Oireachtas Joint and Select Committees

Thursday, 2 February 2017

Joint Oireachtas Committee on Finance, Public Expenditure and Reform, and Taoiseach

EU State Aid Rules - Investigation into Preferential Tax Rulings: Minister for Finance and Office of the Revenue Commissioners

9:30 am

Photo of Michael McGrathMichael McGrath (Cork South Central, Fianna Fail)
Link to this: Individually | In context | Oireachtas source

I welcome Mr. Cody and his colleagues from the Revenue. I appreciate the constraints he is working within but I want to focus initially on what is the nub of the case, as I read it and having read the Commission's overall decision. It goes back to the tax rulings, as it calls them, or the advance opinions, whereby the basis of deciding how much of the profits of Apple Sales International, ASI, and Apple Operations Europe, AOE, reside in the Irish branch and how much reside in head office. It set out in its decision the basis that was used so in the case of ASI, for example, the 1991 tax opinion was that the net profit allocated to ASI's Irish branch would be calculated as 12.5% of all branch operating costs, excluding material for resale.
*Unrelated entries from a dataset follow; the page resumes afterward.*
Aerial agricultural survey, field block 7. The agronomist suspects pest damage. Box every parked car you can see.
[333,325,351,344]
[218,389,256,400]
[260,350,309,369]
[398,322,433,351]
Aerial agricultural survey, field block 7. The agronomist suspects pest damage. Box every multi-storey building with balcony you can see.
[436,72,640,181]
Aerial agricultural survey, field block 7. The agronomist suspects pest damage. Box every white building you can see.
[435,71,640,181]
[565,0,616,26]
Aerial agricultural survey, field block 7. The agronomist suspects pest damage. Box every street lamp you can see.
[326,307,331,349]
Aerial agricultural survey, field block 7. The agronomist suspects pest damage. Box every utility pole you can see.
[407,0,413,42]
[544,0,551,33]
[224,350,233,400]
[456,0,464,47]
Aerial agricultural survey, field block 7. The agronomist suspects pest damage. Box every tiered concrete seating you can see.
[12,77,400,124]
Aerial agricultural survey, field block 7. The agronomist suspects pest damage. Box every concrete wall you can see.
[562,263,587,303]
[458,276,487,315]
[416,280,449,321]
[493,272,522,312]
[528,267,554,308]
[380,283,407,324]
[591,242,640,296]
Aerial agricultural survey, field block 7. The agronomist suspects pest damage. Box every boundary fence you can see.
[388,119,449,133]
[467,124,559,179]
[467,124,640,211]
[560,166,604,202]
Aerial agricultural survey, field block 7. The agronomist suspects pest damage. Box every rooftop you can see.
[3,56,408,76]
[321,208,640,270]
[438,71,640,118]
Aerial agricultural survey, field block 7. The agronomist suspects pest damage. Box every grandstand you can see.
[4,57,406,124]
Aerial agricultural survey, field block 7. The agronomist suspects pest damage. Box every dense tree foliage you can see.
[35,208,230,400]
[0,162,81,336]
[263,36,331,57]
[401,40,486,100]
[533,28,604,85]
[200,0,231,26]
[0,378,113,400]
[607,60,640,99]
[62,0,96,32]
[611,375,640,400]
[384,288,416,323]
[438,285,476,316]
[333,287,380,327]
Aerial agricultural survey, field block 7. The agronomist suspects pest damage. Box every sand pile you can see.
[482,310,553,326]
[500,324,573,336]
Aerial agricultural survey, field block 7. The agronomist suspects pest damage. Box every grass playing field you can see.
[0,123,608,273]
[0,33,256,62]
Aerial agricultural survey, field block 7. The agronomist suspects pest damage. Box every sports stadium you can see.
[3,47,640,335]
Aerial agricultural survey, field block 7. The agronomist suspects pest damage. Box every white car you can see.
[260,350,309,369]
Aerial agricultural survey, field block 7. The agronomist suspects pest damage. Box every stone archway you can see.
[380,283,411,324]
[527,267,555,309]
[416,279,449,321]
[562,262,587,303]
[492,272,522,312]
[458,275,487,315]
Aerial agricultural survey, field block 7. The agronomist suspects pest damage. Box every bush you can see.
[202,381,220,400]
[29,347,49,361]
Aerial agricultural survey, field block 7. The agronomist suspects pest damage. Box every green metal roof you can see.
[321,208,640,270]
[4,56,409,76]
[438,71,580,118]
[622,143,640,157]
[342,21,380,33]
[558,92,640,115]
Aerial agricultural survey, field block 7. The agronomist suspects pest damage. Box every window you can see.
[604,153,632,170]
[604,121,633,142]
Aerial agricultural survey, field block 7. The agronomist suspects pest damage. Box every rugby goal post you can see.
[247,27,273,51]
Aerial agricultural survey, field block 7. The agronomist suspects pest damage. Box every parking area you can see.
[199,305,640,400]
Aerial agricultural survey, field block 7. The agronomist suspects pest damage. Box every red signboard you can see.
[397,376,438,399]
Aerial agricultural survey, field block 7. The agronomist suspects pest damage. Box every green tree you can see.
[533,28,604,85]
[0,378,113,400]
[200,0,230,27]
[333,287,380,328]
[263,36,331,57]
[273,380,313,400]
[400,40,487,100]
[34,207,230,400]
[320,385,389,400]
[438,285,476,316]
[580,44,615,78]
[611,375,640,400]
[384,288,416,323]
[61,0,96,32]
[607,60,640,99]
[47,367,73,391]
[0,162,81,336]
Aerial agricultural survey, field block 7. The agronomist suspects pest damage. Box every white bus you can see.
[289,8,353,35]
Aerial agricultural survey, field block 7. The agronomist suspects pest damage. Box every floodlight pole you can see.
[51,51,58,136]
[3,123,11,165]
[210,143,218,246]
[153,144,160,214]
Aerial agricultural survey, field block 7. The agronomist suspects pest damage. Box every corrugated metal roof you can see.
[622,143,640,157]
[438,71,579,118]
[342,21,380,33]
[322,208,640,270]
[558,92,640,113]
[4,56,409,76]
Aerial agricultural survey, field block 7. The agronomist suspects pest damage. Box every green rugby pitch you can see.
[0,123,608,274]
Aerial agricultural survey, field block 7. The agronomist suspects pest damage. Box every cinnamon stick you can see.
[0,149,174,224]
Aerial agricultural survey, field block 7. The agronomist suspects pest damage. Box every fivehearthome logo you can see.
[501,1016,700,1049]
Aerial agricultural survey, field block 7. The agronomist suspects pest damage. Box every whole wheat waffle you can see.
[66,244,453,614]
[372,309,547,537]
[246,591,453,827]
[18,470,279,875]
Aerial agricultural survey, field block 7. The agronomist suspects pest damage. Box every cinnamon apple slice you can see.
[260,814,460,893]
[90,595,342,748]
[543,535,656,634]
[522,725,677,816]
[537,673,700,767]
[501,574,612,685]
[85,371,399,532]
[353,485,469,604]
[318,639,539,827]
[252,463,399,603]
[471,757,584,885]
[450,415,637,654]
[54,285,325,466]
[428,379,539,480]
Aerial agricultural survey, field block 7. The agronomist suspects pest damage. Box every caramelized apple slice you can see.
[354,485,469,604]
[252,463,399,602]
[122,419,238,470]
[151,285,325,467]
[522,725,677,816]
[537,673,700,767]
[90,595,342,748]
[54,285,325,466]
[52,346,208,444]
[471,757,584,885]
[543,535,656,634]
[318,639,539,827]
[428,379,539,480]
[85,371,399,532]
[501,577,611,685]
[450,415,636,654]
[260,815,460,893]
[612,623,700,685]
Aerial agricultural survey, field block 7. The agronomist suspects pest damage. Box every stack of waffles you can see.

Similarly, in the case of AOE, the net profit attributable to the Irish branch would be calculated as 65% of that branch's operating expenses up to an annual amount and 20% of its operating expenses etc.

Can Mr. Cody clarify for us, and I do not expect him to go into the detail, if the Revenue used a defined methodology in calculating the attribution of profits between the Irish branch and the head office of those two companies, which were incorporated in Ireland but were not tax resident in Ireland? That is the key issue. Was there a defined methodology which Revenue used and which, by the way, would have been used consistently in respect of tax opinions with other multinational companies? Will Mr. Cody try to address that point within the constraints he mentioned?